Part 4 of 4: Maintaining Your Relationship
Step 1. Don't lose it for not paying enough attention
Don't be too harsh, or you'll lose a man who means a lot to you. If you've been together and never say how much he means to you or compliment him on anything else, then it's easy for you to lose him. Although in general men like to hold back their affection, they still like it when they are praised and given affection.
- This doesn't mean you have to rush into saying “I love you” – or say it when you don't really love him. This means that men also like to receive compliments.
- When you guys are together, if they like to hold your hand, make out, or kiss, do the same to them. If he feels like he's the one who always starts to give you that affection, then he'll feel like you don't love him.
Step 2. Make sure you match it
This is an important thing to maintain a relationship. Your partner may look nice, but you also need to feel comfortable when you're together. This means laughing easily, communicating well, making eye contact, and being together all the time.
- Feeling fit and comfortable is not something that can be forced, but it is something that must be sought from your partner.
- If you find yourself fighting with him a lot, ask yourself if you don't agree with him or if you both don't want to work things out.
Step 3. Be patient
Give it time. Don't rush into marriage after only six months of dating. If you want to make your relationship last, then you have to stick with it, month after month, or year after year. In the first year, at least, enjoy your life together and make a strong bond before moving on to the next level.
- If you want to end your relationship quickly, talk about marriage with him often.
- Every relationship is different from the other. Don't worry about seeing your friend get engaged after a year of dating and forcing a relationship on your own that isn't ready to be engaged.
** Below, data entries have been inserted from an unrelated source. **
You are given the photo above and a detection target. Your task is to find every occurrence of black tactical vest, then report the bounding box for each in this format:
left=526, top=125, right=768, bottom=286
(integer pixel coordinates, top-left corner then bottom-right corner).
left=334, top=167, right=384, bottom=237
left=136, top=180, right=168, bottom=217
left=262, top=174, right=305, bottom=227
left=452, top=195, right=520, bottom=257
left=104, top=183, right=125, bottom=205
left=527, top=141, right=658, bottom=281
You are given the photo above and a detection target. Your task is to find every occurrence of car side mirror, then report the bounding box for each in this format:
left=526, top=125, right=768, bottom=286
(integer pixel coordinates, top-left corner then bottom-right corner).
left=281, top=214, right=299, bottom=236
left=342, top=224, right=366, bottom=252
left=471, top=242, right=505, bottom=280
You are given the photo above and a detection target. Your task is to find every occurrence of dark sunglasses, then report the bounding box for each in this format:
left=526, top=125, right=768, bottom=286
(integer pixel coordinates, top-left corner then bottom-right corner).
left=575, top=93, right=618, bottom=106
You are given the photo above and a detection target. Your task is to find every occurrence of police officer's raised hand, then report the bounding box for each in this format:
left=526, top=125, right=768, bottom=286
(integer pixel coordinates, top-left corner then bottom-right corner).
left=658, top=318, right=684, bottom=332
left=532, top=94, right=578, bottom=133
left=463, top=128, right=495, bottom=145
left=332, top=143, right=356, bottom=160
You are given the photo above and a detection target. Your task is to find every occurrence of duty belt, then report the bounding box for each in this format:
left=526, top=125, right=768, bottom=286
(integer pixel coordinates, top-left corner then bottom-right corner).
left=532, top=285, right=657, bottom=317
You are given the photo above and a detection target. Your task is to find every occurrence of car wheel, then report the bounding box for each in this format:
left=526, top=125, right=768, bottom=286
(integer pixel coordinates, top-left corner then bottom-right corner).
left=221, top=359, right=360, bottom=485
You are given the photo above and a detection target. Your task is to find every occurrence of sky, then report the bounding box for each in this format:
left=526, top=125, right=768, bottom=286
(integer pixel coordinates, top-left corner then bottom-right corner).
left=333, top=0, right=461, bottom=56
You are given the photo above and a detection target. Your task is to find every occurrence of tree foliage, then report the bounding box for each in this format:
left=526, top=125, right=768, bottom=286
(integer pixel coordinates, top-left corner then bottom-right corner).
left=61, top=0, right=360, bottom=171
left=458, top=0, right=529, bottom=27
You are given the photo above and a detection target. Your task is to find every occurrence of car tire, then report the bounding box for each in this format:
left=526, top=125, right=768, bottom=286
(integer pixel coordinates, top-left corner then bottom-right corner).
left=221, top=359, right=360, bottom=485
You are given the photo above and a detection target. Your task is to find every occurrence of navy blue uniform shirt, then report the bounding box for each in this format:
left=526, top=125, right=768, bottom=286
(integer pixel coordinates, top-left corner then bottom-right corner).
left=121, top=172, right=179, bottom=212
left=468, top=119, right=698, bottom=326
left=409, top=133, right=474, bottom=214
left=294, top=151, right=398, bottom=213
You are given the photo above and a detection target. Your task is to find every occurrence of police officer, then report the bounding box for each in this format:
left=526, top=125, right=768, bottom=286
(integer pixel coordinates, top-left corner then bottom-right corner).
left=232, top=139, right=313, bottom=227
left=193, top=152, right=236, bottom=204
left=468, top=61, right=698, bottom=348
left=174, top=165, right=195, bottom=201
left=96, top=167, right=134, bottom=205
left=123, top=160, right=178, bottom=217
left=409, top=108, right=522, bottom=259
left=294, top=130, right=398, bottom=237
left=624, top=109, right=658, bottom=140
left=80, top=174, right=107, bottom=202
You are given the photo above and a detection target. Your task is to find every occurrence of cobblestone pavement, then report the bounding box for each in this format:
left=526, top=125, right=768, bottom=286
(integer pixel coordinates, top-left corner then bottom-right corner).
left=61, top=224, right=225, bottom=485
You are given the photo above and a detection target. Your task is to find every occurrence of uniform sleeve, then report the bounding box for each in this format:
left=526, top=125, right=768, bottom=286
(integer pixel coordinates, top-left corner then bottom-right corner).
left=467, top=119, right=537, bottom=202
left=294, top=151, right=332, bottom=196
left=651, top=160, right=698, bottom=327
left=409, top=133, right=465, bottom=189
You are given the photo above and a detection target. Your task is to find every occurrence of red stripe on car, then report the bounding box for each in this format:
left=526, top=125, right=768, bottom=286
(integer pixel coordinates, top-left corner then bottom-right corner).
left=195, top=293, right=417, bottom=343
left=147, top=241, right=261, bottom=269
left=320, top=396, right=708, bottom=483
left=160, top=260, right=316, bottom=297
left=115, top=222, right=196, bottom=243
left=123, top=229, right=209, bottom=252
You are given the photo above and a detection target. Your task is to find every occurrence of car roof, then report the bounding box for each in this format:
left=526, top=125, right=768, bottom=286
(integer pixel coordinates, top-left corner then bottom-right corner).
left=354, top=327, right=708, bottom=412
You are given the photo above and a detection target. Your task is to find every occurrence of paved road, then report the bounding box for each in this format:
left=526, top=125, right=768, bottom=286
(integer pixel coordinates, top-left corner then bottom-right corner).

Step 4. Discuss long-term plans
If you both want to focus on your career first, then that's a good thing. If you are ready to get married and have children, then that is also a good thing. And if you want to live alone all your life, that's also a good thing. Unfortunately, you can't always agree with your partner. If you always agree with him, then that's a good thing. But if not, talk to him about as many long-term plans as you can.
- Of course, you have to be willing to compromise, but it will be easier if your visions of the future do not differ from one another.
- Of course, the most important thing in talking about long-term plans is to develop your relationship. You both have to plan everything to keep your relationship going.